COMPANY LAUNCHES STUDY OF DRUG FOR AFRICAN SLEEPING SICKNESS

January 31, 2007

Immtech Pharmaceuticals announced it has completed enrollment in a Phase III trial of its oral drug candidate to treat first-stage trypanosomiasis, also known as African sleeping sickness.

African sleeping sickness is caused by a protozoan parasitic disease spread by tsetse flies in sub-Saharan Africa, according to the company. It occurs in 36 countries of sub-Saharan Africa, where approximately 60 million people are at risk.

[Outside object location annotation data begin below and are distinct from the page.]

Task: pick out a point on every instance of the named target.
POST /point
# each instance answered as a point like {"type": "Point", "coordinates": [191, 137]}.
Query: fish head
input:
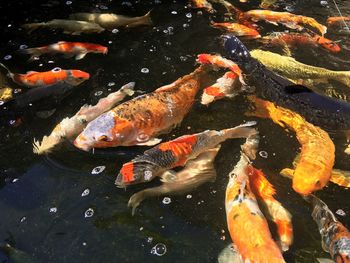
{"type": "Point", "coordinates": [137, 171]}
{"type": "Point", "coordinates": [328, 44]}
{"type": "Point", "coordinates": [105, 131]}
{"type": "Point", "coordinates": [76, 77]}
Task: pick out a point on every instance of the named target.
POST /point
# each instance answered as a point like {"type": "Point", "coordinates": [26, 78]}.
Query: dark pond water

The trial is being conducted in six clinical sites in the Democratic Republic of Congo, Angola and Sudan and includes approximately 250 first-stage patients. The objective of this randomized, comparative trial is to assess the efficacy, safety and tolerability of pafuramidine maleate, the candidate drug, and pentamidine, the current standard therapy for African sleeping sickness. Half of the study patients will receive pafuramidine twice daily for 10 days and the other half receive once-daily injections of pentamidine for seven days. Patients will be monitored for clearance of the parasite at specified intervals for 24 months after the treatment regimen is completed.

Because of the favorable preclinical safety data for pafuramidine in reproductive and juvenile animals, the FDA allowed pregnant women and adolescents to be enrolled in this trial. Pregnant women and children are known to be especially vulnerable to African sleeping sickness.

Upon approval, the company plans to apply with the World Health Organization (WHO) to have the pafuramidine designated a WHO-recommended drug, so that it could be made widely available in developing countries.